Multifractal analysis of weighted networks by a modified sandbox algorithm

TL;DR

This paper introduces a modified sandbox algorithm for multifractal analysis of weighted networks, demonstrating its effectiveness on theoretical fractal networks and real-world collaboration networks, revealing multifractality influenced by edge weights.

Contribution

A novel modified sandbox algorithm (SBw) for multifractal analysis of weighted networks, validated on theoretical models and real-world data.

Findings

SBw algorithm accurately characterizes multifractality in weighted networks.

Fractal dimensions vary with edge weights in weighted fractal networks.
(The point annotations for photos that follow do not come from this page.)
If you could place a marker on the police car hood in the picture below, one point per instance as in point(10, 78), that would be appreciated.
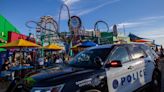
point(58, 72)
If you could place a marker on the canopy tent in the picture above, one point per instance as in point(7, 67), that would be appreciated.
point(134, 37)
point(53, 47)
point(87, 44)
point(21, 43)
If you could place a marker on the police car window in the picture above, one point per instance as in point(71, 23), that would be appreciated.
point(86, 58)
point(147, 50)
point(120, 54)
point(137, 53)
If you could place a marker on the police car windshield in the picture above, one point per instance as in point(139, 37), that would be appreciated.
point(86, 58)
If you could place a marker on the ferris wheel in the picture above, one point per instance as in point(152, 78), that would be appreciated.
point(47, 29)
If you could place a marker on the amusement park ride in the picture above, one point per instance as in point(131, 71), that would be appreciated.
point(48, 30)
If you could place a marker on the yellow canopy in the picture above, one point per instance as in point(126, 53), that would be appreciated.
point(53, 47)
point(19, 44)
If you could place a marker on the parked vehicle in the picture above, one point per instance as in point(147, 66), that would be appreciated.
point(105, 68)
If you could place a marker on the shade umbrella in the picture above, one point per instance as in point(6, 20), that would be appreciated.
point(87, 44)
point(53, 47)
point(21, 43)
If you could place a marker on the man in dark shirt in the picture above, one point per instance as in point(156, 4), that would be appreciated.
point(6, 65)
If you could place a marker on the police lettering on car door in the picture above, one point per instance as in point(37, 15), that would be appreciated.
point(128, 79)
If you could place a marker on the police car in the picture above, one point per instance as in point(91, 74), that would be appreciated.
point(105, 68)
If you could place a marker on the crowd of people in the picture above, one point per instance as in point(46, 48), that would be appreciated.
point(37, 62)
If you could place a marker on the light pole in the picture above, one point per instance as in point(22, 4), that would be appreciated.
point(70, 29)
point(96, 28)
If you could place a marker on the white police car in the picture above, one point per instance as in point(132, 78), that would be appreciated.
point(106, 68)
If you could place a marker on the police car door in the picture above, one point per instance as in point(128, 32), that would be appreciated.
point(125, 78)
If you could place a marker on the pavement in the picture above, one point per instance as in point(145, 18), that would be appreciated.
point(5, 84)
point(161, 67)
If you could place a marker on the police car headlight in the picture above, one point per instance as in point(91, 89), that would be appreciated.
point(48, 89)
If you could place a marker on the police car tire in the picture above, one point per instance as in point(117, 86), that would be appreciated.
point(92, 90)
point(156, 82)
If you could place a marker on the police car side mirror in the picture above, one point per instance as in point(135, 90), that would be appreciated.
point(114, 63)
point(98, 61)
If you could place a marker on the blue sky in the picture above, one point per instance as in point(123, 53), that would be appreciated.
point(144, 18)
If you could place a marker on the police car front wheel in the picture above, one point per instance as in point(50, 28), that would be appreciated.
point(93, 90)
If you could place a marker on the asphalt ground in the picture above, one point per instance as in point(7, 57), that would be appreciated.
point(161, 67)
point(4, 84)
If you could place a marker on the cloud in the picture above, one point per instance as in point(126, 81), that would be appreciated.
point(70, 2)
point(153, 18)
point(86, 11)
point(82, 11)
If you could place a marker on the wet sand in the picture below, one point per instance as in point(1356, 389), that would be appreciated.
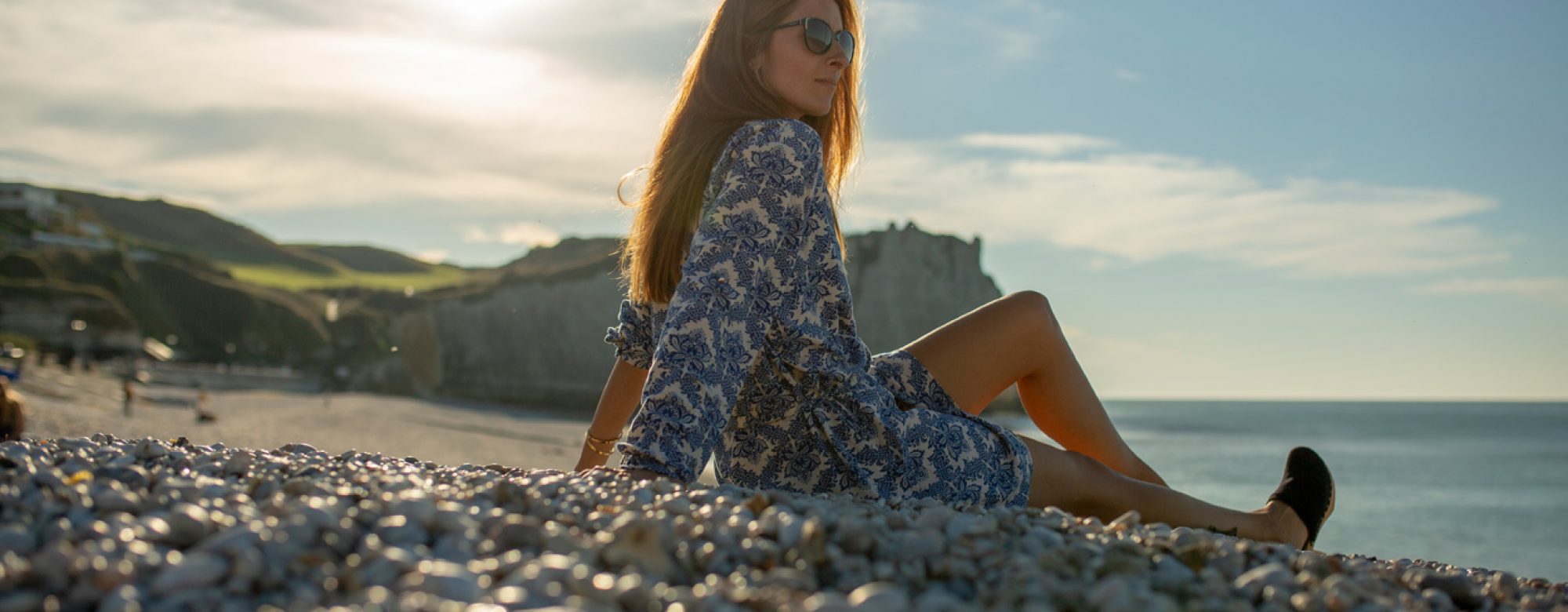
point(70, 406)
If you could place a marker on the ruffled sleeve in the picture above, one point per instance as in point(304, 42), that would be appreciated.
point(634, 338)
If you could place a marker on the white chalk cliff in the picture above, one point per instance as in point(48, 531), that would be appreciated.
point(537, 337)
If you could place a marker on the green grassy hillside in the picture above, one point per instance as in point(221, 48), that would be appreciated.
point(366, 258)
point(189, 230)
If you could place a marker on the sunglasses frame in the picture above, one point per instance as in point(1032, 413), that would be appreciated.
point(833, 37)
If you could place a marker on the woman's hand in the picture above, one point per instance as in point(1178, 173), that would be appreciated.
point(590, 459)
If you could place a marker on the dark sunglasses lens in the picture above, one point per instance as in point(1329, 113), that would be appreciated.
point(819, 35)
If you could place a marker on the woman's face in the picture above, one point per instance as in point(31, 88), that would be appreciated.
point(804, 81)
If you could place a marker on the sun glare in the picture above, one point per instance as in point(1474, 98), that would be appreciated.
point(479, 15)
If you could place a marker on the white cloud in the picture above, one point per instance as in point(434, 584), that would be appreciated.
point(1138, 208)
point(1553, 290)
point(521, 233)
point(291, 106)
point(432, 255)
point(1009, 31)
point(1044, 145)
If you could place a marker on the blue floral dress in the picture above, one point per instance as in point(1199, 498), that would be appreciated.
point(757, 363)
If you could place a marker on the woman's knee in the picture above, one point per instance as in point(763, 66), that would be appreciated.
point(1033, 310)
point(1075, 483)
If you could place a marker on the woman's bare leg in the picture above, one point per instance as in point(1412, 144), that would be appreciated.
point(1083, 486)
point(1017, 341)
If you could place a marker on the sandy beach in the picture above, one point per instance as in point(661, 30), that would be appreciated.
point(460, 506)
point(81, 404)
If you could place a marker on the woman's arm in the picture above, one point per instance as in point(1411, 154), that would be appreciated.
point(615, 409)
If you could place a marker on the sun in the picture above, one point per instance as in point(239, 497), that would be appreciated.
point(477, 15)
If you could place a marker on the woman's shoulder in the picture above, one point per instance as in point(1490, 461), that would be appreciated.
point(793, 134)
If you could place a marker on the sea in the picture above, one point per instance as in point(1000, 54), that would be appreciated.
point(1468, 484)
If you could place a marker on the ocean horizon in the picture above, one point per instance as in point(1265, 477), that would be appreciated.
point(1472, 484)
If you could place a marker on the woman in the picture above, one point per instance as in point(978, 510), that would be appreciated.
point(738, 338)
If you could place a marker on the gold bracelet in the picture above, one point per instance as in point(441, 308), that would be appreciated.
point(600, 440)
point(590, 443)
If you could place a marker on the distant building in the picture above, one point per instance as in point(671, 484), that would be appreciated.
point(38, 203)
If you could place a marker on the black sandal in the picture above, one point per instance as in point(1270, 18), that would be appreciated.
point(1307, 489)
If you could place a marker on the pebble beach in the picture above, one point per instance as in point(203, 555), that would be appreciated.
point(474, 511)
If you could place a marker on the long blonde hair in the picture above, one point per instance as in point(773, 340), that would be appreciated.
point(720, 93)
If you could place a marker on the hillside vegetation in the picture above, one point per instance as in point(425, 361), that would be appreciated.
point(253, 258)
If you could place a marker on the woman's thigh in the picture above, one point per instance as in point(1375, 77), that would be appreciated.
point(979, 355)
point(1073, 483)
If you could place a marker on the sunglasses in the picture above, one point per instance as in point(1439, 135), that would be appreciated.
point(821, 37)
Multifractality is present in real weighted collaboration networks, affected by edge weights.

Abstract

Complex networks have attracted growing attention in many fields. As a generalization of fractal analysis, multifractal analysis (MFA) is a useful way to systematically describe the spatial heterogeneity of both theoretical and experimental fractal patterns. Some algorithms for MFA of unweighted complex networks have been proposed in the past a few years, including the sandbox (SB) algorithm recently employed by our group. In this paper, a modified SB algorithm (we call it SBw algorithm) is proposed for MFA of weighted networks.First, we use the SBw algorithm to study the multifractal property of two families of weighted fractal networks (WFNs): "Sierpinski" WFNs and "Cantor dust" WFNs. We also discuss how the fractal dimension and generalized fractal dimensions change with the edge-weights of the WFN. From the comparison between the theoretical and numerical fractal dimensions of these networks, we can find that the proposed SBw algorithm is efficient and feasible for MFA of weighted networks. Then, we apply the SBw algorithm to study multifractal properties of some real weighted networks ---collaboration networks. It is found that the multifractality exists in these weighted networks, and is affected by their edge-weights.